This week, on my 7.30am brisk walk, another walking lady not known to me, came alongside.
She said: "I was walking by your place last Sunday night, and I heard a piano and lovely singing from adult voices coming out the windows. And you were singing 'Jesus loves me, this I know'. I was amazed, and touched."
Yes indeed, we had a soiree for friends who love to sing for pleasure, whose bottom line is: "Life is short ... eat dessert first ... and don't forget to kiss joy as she flies by!"

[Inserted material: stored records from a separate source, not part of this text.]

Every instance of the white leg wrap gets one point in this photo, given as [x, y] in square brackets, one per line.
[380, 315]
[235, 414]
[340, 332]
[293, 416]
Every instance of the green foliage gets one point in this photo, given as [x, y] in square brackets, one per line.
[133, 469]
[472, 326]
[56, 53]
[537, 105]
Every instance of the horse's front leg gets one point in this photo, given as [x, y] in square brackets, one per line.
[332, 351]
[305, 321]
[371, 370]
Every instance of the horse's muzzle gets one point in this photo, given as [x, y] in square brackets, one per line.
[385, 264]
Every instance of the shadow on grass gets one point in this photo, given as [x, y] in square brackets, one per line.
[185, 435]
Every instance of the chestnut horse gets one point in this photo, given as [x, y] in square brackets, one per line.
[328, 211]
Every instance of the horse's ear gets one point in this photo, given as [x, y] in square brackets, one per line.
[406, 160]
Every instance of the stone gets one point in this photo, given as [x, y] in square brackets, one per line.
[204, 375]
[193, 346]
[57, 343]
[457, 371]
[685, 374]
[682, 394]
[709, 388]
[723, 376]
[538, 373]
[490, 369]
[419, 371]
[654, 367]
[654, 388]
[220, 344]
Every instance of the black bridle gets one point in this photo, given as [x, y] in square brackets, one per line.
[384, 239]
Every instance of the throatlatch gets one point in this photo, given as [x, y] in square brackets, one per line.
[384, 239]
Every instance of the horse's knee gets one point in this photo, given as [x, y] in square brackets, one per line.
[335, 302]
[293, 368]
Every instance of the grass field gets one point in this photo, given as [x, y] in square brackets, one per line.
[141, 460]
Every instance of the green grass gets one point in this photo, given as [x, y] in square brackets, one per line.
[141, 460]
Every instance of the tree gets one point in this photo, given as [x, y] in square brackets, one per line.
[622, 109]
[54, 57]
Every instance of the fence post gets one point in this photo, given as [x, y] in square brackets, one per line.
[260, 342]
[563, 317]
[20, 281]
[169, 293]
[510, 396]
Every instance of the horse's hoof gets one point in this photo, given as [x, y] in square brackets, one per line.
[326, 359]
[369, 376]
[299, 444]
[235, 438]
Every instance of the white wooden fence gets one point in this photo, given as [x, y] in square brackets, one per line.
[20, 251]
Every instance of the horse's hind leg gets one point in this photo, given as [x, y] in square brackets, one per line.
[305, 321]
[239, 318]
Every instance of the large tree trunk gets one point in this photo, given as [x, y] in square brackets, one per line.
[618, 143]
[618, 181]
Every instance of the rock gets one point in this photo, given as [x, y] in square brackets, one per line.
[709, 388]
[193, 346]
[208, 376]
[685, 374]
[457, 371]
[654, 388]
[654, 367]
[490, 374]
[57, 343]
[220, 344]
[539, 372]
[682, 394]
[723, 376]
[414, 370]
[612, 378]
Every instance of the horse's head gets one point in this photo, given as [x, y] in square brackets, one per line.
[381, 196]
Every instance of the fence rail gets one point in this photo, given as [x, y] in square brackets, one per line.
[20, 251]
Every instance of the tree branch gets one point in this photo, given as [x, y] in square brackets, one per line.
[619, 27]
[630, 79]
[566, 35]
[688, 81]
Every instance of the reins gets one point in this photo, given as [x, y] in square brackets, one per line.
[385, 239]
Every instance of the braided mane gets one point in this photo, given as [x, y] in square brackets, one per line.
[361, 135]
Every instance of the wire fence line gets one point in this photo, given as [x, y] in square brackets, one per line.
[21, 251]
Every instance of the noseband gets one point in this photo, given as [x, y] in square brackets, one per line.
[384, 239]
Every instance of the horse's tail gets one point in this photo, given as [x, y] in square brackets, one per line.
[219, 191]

Their choices were not only carols but many lovely old hymns from childhood Sunday school memories, not often heard in these trendy times. Mr (or Mrs) Google tells me that Jesus Loves Me is the most remembered hymn by most adults. No doubt the good citizens of Ruatangata, recently outraged to find their community icon, the Pioneer Memorial Church, was to be sold, have been moulded by the simplicity and memorability of that little hymn. Their church building gives meaning and roots to all who drive by. It symbolises the early farming families - Hodge, Lilley, Yates, Thorburn, Griffen, and many others, along with a sense of belonging to solid roots and values.
On Wednesday, 40 men and women from the general public, not a choir, but again, with music in their hearts, toured each and every ward in the Whangarei Hospital for the annual carol singing. This is a time of simple joy and connecting, and a tradition recalled by us nurses from years back as a highlight. In those times, at night, the entire nursing staff in starched white uniform, caps or veils (the Sisters) and quality red capes, were led by Matron Miss Hawken, all bearing lighted candles. We sang the same timeless carols, to the same sick people, with their same human needs, with the same responses of happiness and joy.